Als ob die krachende Niederlage beim Verfassungsreferendum, der Rücktritt als Regierungs- und Parteichef und die Spaltung der PD nicht gereicht hätten, trifft Renzi jetzt ein weiterer schwerer Schlag: Gegen seinen Vater, Tiziano Renzi, wird wegen des Verdachts auf illegale Vermittlung in einem Korruptionsfall ermittelt.
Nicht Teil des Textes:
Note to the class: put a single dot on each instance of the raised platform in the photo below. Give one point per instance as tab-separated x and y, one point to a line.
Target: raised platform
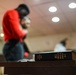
40	68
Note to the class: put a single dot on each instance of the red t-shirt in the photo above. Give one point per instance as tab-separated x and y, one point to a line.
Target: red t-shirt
11	26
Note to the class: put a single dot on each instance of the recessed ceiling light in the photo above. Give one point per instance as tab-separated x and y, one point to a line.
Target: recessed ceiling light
72	5
55	19
53	9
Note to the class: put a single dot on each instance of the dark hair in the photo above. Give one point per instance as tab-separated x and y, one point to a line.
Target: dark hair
24	6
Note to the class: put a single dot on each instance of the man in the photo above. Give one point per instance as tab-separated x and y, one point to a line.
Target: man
13	34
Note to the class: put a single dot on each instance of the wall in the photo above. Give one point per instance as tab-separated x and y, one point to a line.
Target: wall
47	43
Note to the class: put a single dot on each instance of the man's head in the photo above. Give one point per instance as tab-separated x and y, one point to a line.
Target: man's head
25	22
23	10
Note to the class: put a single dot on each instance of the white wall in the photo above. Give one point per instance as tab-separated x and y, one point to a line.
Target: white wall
47	43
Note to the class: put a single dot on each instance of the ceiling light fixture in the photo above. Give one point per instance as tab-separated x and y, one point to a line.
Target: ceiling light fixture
2	35
55	19
53	9
72	5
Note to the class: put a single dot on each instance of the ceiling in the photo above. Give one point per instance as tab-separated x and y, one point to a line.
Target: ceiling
41	24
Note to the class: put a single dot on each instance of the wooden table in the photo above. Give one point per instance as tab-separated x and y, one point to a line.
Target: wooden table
67	67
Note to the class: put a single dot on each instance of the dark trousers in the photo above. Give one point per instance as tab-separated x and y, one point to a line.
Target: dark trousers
13	50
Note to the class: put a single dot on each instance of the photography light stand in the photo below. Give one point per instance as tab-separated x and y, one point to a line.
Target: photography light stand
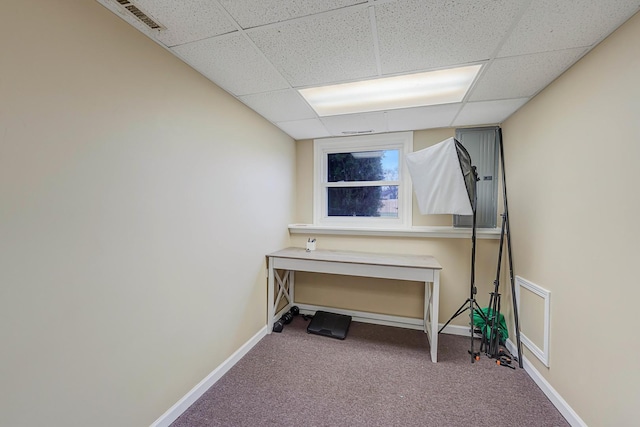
445	182
470	303
493	323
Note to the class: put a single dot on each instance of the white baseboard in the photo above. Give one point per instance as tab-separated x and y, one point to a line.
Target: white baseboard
365	317
194	394
561	405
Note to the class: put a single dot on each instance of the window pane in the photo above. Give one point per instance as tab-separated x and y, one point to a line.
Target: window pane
376	201
363	166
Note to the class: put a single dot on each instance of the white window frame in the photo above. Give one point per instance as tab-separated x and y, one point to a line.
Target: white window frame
401	141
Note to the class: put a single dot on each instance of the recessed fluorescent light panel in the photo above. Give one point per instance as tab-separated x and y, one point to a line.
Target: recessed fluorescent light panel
390	93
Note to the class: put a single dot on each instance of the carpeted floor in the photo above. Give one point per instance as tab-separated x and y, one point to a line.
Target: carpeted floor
378	376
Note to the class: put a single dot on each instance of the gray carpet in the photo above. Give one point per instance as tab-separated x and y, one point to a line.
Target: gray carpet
378	376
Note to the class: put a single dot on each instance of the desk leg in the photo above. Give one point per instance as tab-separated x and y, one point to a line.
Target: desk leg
270	295
435	303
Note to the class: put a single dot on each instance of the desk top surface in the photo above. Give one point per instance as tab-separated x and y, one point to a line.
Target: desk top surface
396	260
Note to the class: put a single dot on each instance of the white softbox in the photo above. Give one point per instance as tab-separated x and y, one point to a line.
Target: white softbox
439	180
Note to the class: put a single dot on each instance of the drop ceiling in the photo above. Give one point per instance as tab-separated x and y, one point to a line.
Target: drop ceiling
262	51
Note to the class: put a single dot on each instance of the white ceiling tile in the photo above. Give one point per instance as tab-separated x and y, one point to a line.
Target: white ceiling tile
522	76
304	129
186	20
418	34
485	112
555	25
235	66
251	13
434	116
321	49
355	123
280	105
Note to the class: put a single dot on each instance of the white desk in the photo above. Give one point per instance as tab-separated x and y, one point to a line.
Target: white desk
401	267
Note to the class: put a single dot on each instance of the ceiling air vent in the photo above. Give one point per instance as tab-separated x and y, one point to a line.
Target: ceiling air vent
140	15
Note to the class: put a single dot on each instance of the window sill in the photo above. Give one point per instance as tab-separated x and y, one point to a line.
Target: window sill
433	231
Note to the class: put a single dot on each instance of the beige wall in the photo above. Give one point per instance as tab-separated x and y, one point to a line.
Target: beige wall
137	201
572	173
387	296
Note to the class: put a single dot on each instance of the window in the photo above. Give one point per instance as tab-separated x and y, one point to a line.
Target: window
362	181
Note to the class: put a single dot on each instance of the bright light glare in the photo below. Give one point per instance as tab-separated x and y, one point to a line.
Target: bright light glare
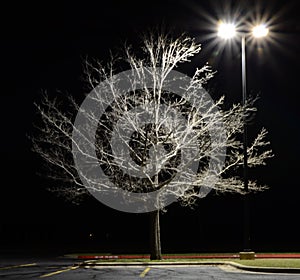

Es handelt sich – mal wieder – um eine verworrene Geschichte von Bestechungsgeldern, Handel mit öffentlichen Aufträgen und dubiosen politischen Seilschaften. Anfang März wurde der Unternehmer Alfredo Romeo verhaftet, weil ihm vorgeworfen wird, wiederholt einen leitenden Vertreter der „Consip AG“ geschmiert zu haben, um sich lukrative öffentliche Aufträge zu sichern. Die „Consip“ ist eine Aktiengesellschaft, die im Auftrag des Wirtschafts- und Finanzministeriums für Einrichtungen der staatlichen Verwaltung sowohl beratend als auch organisatorisch tätig ist, u. a. bei der Ausschreibung und Vergabe öffentlicher Aufträgen an externe Unternehmen.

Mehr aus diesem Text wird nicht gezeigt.